Il y a un siècle à peine, la faune sauvage d'Israël ressemblait davantage à celle d'un safari africain qu'à celle que l'on connaît aujourd'hui. Ours, crocodiles et léopards vivaient encore sur le territoire, avant de disparaître sous l'effet de la chasse et de la transformation des paysages.
Le dernier ours brun de Syrie, autrefois présent dans les montagnes de Galilée et du mont Hermon, a été aperçu en 1917. Plus petit que ses cousins européens, il occupait les massifs montagneux du nord d'Israël avant de s'éteindre localement au début du XXᵉ siècle.
Les crocodiles du Nil peuplaient quant à eux les marais et les cours d'eau du littoral, notamment le célèbre Nahal Taninim (« rivière des crocodiles »). Le dernier spécimen connu a été abattu en 1912, marquant la disparition définitive de l'espèce en Israël.
Le léopard d'Arabie est resté présent plus longtemps.

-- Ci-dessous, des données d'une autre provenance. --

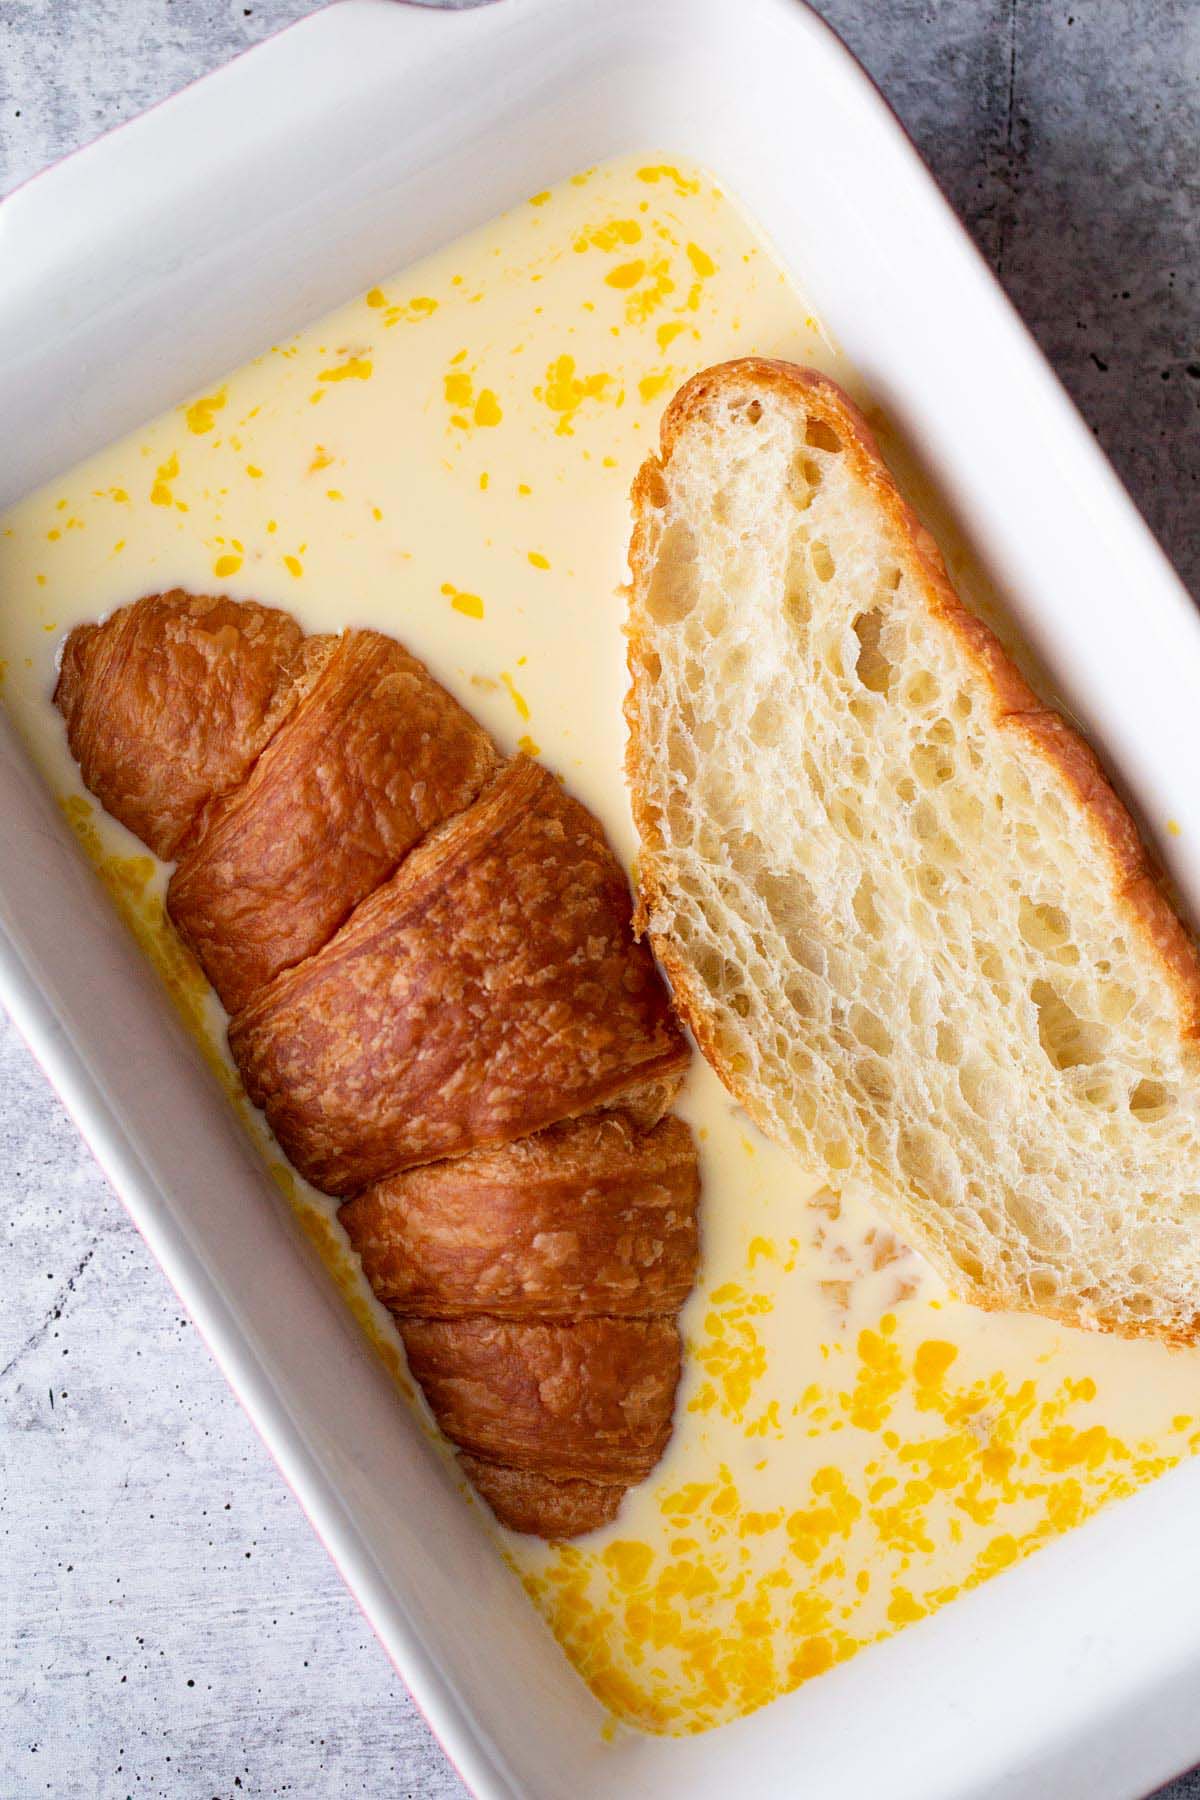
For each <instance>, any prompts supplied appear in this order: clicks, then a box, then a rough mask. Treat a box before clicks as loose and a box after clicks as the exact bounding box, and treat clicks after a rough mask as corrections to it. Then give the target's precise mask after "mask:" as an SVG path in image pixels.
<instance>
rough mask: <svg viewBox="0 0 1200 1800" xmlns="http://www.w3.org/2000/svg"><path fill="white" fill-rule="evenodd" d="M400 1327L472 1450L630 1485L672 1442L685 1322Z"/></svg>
mask: <svg viewBox="0 0 1200 1800" xmlns="http://www.w3.org/2000/svg"><path fill="white" fill-rule="evenodd" d="M399 1334H401V1337H403V1339H405V1350H407V1352H408V1366H410V1370H412V1373H414V1375H416V1379H417V1381H419V1382H421V1386H423V1390H425V1399H426V1400H428V1402H430V1411H432V1413H434V1418H435V1420H437V1424H439V1426H441V1429H443V1431H444V1433H446V1436H448V1438H450V1442H452V1444H459V1445H461V1447H462V1449H464V1451H468V1453H470V1454H471V1456H484V1458H486V1460H489V1462H498V1463H504V1465H506V1467H509V1469H527V1471H529V1472H533V1474H543V1476H552V1478H558V1480H574V1478H583V1480H592V1481H624V1483H630V1481H640V1480H642V1476H646V1474H649V1471H651V1469H653V1465H655V1463H657V1462H658V1458H660V1456H662V1453H664V1449H666V1444H667V1438H669V1435H671V1406H673V1402H675V1388H676V1382H678V1373H680V1339H678V1330H676V1328H675V1319H576V1321H574V1323H572V1325H565V1323H561V1321H554V1323H542V1321H534V1323H529V1321H525V1319H491V1318H479V1319H401V1321H399Z"/></svg>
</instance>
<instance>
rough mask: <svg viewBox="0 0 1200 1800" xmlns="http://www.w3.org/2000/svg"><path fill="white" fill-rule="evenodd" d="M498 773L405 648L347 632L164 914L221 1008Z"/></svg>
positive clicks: (217, 821)
mask: <svg viewBox="0 0 1200 1800" xmlns="http://www.w3.org/2000/svg"><path fill="white" fill-rule="evenodd" d="M495 767H497V752H495V749H493V743H491V740H489V736H488V733H486V731H484V729H482V725H479V724H477V722H475V720H473V718H471V715H470V713H466V711H464V709H462V707H461V706H459V704H457V700H453V698H452V697H450V695H448V693H446V689H444V688H441V686H439V682H435V680H434V679H432V677H430V675H428V671H426V670H425V668H423V664H421V662H417V659H416V657H410V655H408V652H407V650H405V648H403V646H401V644H398V643H394V641H392V639H390V637H381V635H380V634H378V632H347V634H345V635H344V637H340V639H331V641H329V655H327V661H326V662H324V668H322V670H320V675H318V679H317V680H315V684H313V688H311V691H309V693H308V695H306V697H304V698H302V700H300V702H299V706H297V707H295V709H293V713H291V715H290V718H288V720H286V724H284V725H282V729H281V731H279V733H277V734H275V736H273V740H272V742H270V743H268V745H266V749H264V752H263V754H261V756H259V760H257V763H255V767H254V770H252V772H250V776H248V778H246V781H243V785H241V787H237V788H234V792H230V794H225V796H223V797H221V799H218V801H216V803H214V806H212V808H210V810H209V814H207V815H205V819H203V821H201V830H200V832H196V833H194V841H191V842H187V844H185V846H184V853H182V857H180V864H178V868H176V871H175V875H173V878H171V887H169V893H167V907H169V911H171V918H173V920H175V923H176V927H178V931H180V934H182V936H184V938H185V941H187V943H189V945H191V949H193V950H194V954H196V958H198V961H200V965H201V968H203V970H205V974H207V976H209V981H210V983H212V986H214V988H216V990H218V994H219V995H221V1001H223V1003H225V1006H227V1008H228V1010H230V1012H237V1008H239V1006H245V1003H246V1001H248V999H252V995H254V994H255V992H257V990H259V988H261V986H264V985H266V983H268V981H270V979H272V976H277V974H279V970H281V968H288V967H291V965H293V963H299V961H302V959H304V958H306V956H311V952H313V950H318V949H320V947H322V945H324V943H327V940H329V938H331V936H333V932H335V931H336V929H338V925H340V923H342V922H344V920H345V918H347V914H349V913H351V911H353V907H354V905H356V904H358V902H360V900H363V898H365V896H367V895H369V893H372V889H374V887H378V884H380V882H381V880H385V877H389V875H390V873H392V869H394V868H396V864H398V862H399V860H401V857H405V855H407V851H408V850H412V846H414V844H416V842H419V839H421V837H425V833H426V832H428V830H430V828H432V826H435V824H441V821H443V819H446V817H450V815H452V814H455V812H459V810H461V808H462V806H466V805H470V801H473V799H475V796H477V794H479V790H480V787H482V785H484V781H486V779H488V776H489V774H491V772H493V770H495Z"/></svg>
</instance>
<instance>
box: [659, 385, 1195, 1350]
mask: <svg viewBox="0 0 1200 1800" xmlns="http://www.w3.org/2000/svg"><path fill="white" fill-rule="evenodd" d="M721 391H727V392H738V394H747V392H750V394H754V392H761V394H770V396H772V398H775V400H781V401H783V403H784V405H793V407H797V409H802V410H804V412H806V414H810V416H813V418H817V419H820V421H824V423H828V425H829V427H831V430H833V432H837V436H838V439H840V443H842V448H844V454H846V455H847V457H849V466H851V470H853V473H855V477H856V479H858V481H860V482H862V484H864V486H865V488H867V490H869V493H871V497H873V500H874V504H876V506H878V508H880V511H882V513H883V515H885V518H887V522H889V526H891V529H892V533H894V538H896V542H898V553H900V554H905V553H907V560H909V567H910V572H912V574H914V576H916V578H918V581H919V589H921V594H923V599H925V605H927V608H928V614H930V617H932V619H934V621H936V623H939V625H941V626H943V628H945V630H946V632H950V634H952V635H954V637H955V639H957V643H959V646H961V648H963V652H964V655H966V657H968V661H970V664H972V666H973V670H975V671H977V675H979V680H981V684H982V688H984V691H986V693H988V695H990V702H991V722H993V725H995V729H997V731H1000V733H1004V734H1009V736H1011V738H1016V740H1020V742H1022V743H1024V747H1025V749H1027V751H1029V752H1033V754H1034V756H1036V758H1038V760H1040V761H1042V763H1043V767H1045V770H1047V774H1049V776H1051V778H1052V779H1054V781H1056V783H1058V785H1060V787H1061V788H1063V790H1065V794H1067V796H1070V801H1072V803H1074V806H1076V810H1078V814H1079V815H1081V817H1085V819H1087V823H1088V826H1090V835H1092V839H1094V844H1096V853H1097V857H1101V859H1103V864H1105V866H1106V869H1108V877H1110V882H1112V891H1114V896H1115V900H1117V905H1119V911H1121V913H1123V914H1124V918H1126V920H1128V925H1130V932H1132V934H1133V936H1135V938H1137V940H1141V945H1142V950H1144V954H1146V958H1150V959H1151V961H1153V963H1155V965H1157V967H1159V968H1160V972H1162V977H1164V981H1166V983H1168V986H1169V992H1171V995H1173V1003H1175V1008H1177V1015H1178V1035H1180V1040H1184V1042H1186V1044H1193V1046H1195V1042H1196V1037H1200V954H1198V950H1196V943H1195V938H1193V934H1191V932H1189V929H1187V927H1186V925H1184V922H1182V920H1180V916H1178V914H1177V911H1175V907H1173V905H1171V900H1169V896H1168V891H1166V877H1164V875H1162V871H1160V868H1159V864H1157V862H1155V859H1153V857H1151V853H1150V851H1148V848H1146V846H1144V844H1142V841H1141V835H1139V832H1137V826H1135V823H1133V819H1132V817H1130V812H1128V808H1126V806H1124V805H1123V801H1121V797H1119V796H1117V792H1115V790H1114V787H1112V781H1110V779H1108V776H1106V774H1105V769H1103V765H1101V761H1099V758H1097V756H1096V752H1094V749H1092V747H1090V743H1087V740H1085V738H1083V736H1081V733H1079V731H1078V729H1076V727H1074V725H1070V724H1069V722H1067V720H1065V718H1063V716H1061V715H1060V713H1056V711H1054V709H1052V707H1049V706H1045V704H1043V702H1042V698H1040V697H1038V695H1036V693H1034V689H1033V688H1031V686H1029V682H1027V680H1025V677H1024V675H1022V671H1020V670H1018V668H1016V664H1015V662H1013V659H1011V657H1009V655H1007V652H1006V650H1004V646H1002V644H1000V641H999V637H997V635H995V632H993V630H991V628H990V626H988V625H986V623H984V621H982V619H981V617H977V616H975V614H973V612H970V610H968V608H966V607H964V605H963V601H961V599H959V596H957V594H955V590H954V587H952V583H950V576H948V574H946V567H945V562H943V556H941V551H939V547H937V544H936V542H934V538H932V535H930V533H928V531H927V529H925V526H923V524H921V522H919V518H918V517H916V513H914V511H912V508H910V506H909V504H907V502H905V499H903V497H901V493H900V490H898V488H896V482H894V479H892V475H891V472H889V468H887V464H885V461H883V457H882V454H880V448H878V443H876V439H874V434H873V432H871V427H869V425H867V421H865V418H864V416H862V412H860V410H858V407H856V405H855V403H853V401H851V400H849V396H847V394H846V392H844V391H842V389H840V387H838V385H837V382H833V380H829V376H826V374H820V373H819V371H813V369H802V367H797V365H795V364H788V362H775V360H768V358H757V356H750V358H741V360H736V362H727V364H720V365H716V367H712V369H705V371H702V373H700V374H696V376H694V378H693V380H691V382H687V383H685V385H684V387H682V389H680V391H678V394H676V396H675V398H673V400H671V403H669V405H667V409H666V412H664V416H662V427H660V452H658V455H651V457H648V459H646V461H644V463H642V466H640V470H639V473H637V477H635V481H633V490H631V502H633V535H631V544H630V571H631V587H630V623H628V668H630V689H628V695H626V704H624V716H626V724H628V745H626V779H628V788H630V799H631V810H633V821H635V824H637V832H639V837H640V842H642V846H644V850H646V851H648V855H644V857H642V859H640V868H639V900H637V909H635V927H637V931H639V932H646V934H648V936H649V940H651V943H653V949H655V954H657V956H658V961H660V965H662V967H664V970H666V974H667V977H669V981H671V988H673V994H675V1004H676V1008H678V1012H680V1013H682V1017H684V1019H685V1022H687V1024H689V1028H691V1031H693V1035H694V1039H696V1042H698V1046H700V1049H702V1053H703V1055H705V1058H707V1060H709V1062H711V1064H712V1067H714V1069H716V1073H718V1075H720V1078H721V1082H723V1084H725V1085H727V1087H729V1091H730V1093H732V1094H734V1096H736V1098H738V1100H739V1102H741V1105H745V1109H747V1112H748V1114H750V1116H752V1118H756V1123H759V1125H761V1127H766V1125H768V1121H766V1120H765V1118H763V1112H761V1107H759V1105H756V1098H754V1093H752V1091H750V1087H748V1084H747V1082H745V1080H741V1073H739V1069H736V1067H732V1066H730V1060H729V1058H727V1057H725V1055H723V1051H721V1048H720V1044H718V1037H716V1030H714V1024H712V1017H711V1004H709V995H707V990H703V986H702V985H700V983H698V981H696V977H694V976H693V972H691V970H689V967H687V963H685V961H684V959H682V958H680V956H678V954H676V950H675V947H673V943H671V941H669V940H667V938H666V936H664V934H662V932H657V931H655V929H653V914H655V907H657V905H660V904H662V902H666V900H667V887H666V884H664V880H662V871H660V868H658V864H657V857H655V851H660V850H662V846H664V841H662V833H660V828H658V819H657V815H655V808H653V805H651V803H649V797H648V792H646V785H644V781H642V776H640V770H642V765H644V760H646V745H644V743H642V736H640V729H642V718H640V695H642V691H646V689H648V686H651V684H653V682H655V679H657V673H658V671H657V666H655V664H657V657H655V652H653V648H651V643H649V634H648V632H646V628H644V625H642V619H644V608H646V594H648V583H649V578H651V572H653V540H655V529H653V513H655V509H657V508H660V506H662V504H664V502H666V484H664V470H666V468H667V466H669V463H671V455H673V452H675V446H676V443H678V441H680V437H682V434H684V432H685V430H687V428H689V425H691V423H693V421H694V419H696V416H698V414H702V412H703V409H705V407H707V405H709V403H711V401H712V398H714V396H718V394H720V392H721ZM939 1260H941V1265H943V1271H945V1273H946V1274H948V1278H950V1280H952V1282H957V1283H959V1285H961V1283H963V1271H961V1269H957V1267H955V1265H954V1264H950V1262H948V1260H946V1258H939ZM970 1298H972V1300H975V1301H977V1303H981V1305H984V1307H1000V1301H999V1300H997V1298H993V1296H988V1294H984V1292H975V1291H972V1296H970ZM1036 1310H1040V1312H1045V1314H1047V1316H1051V1318H1058V1319H1061V1321H1065V1323H1070V1325H1090V1327H1094V1328H1106V1330H1121V1332H1123V1334H1128V1336H1155V1337H1164V1336H1168V1337H1171V1339H1175V1341H1180V1343H1195V1341H1198V1339H1200V1319H1196V1321H1193V1325H1191V1328H1189V1330H1180V1332H1178V1334H1171V1332H1164V1330H1162V1327H1159V1325H1146V1327H1139V1325H1137V1323H1135V1321H1128V1323H1123V1325H1115V1323H1110V1321H1106V1319H1105V1321H1101V1319H1088V1318H1081V1316H1079V1314H1078V1312H1074V1310H1070V1309H1069V1307H1065V1305H1058V1303H1054V1301H1049V1303H1040V1305H1038V1307H1036Z"/></svg>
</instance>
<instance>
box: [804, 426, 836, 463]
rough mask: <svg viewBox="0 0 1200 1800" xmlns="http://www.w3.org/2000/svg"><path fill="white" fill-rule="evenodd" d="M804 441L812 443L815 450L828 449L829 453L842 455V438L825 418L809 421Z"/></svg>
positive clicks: (806, 426) (804, 431)
mask: <svg viewBox="0 0 1200 1800" xmlns="http://www.w3.org/2000/svg"><path fill="white" fill-rule="evenodd" d="M804 443H806V445H811V448H813V450H828V452H829V455H840V452H842V439H840V437H838V434H837V432H835V430H833V427H831V425H826V421H824V419H810V421H808V425H806V427H804Z"/></svg>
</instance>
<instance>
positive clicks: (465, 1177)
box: [342, 1112, 700, 1535]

En 1994, un habitant du kibboutz Sde Boker s'était réveillé en découvrant un léopard… dans sa chambre. L'animal, affamé et épuisé, avait été maîtrisé avant d'être capturé. Depuis, la population de léopards du Néguev et du désert de Judée s'est effondrée, au point que l'espèce est aujourd'hui considérée comme pratiquement éteinte à l'état sauvage en Israël.
Face à ces disparitions, l'Autorité israélienne de la nature et des parcs a lancé plusieurs programmes de réintroduction. L'exemple le plus célèbre est celui du daim de Perse : en 1978, quelques spécimens ont été discrètement transférés d'Iran vers Israël, juste avant la révolution islamique. Aujourd'hui, ils vivent de nouveau en liberté en Galilée et dans les collines de Jérusalem.
Des espèces comme l'oryx d'Arabie et l'âne sauvage asiatique ont également été réintroduites dans le désert du Néguev. Ces programmes illustrent les efforts déployés pour restaurer une partie du patrimoine naturel d'Israël et préserver les espèces encore présentes pour les générations futures.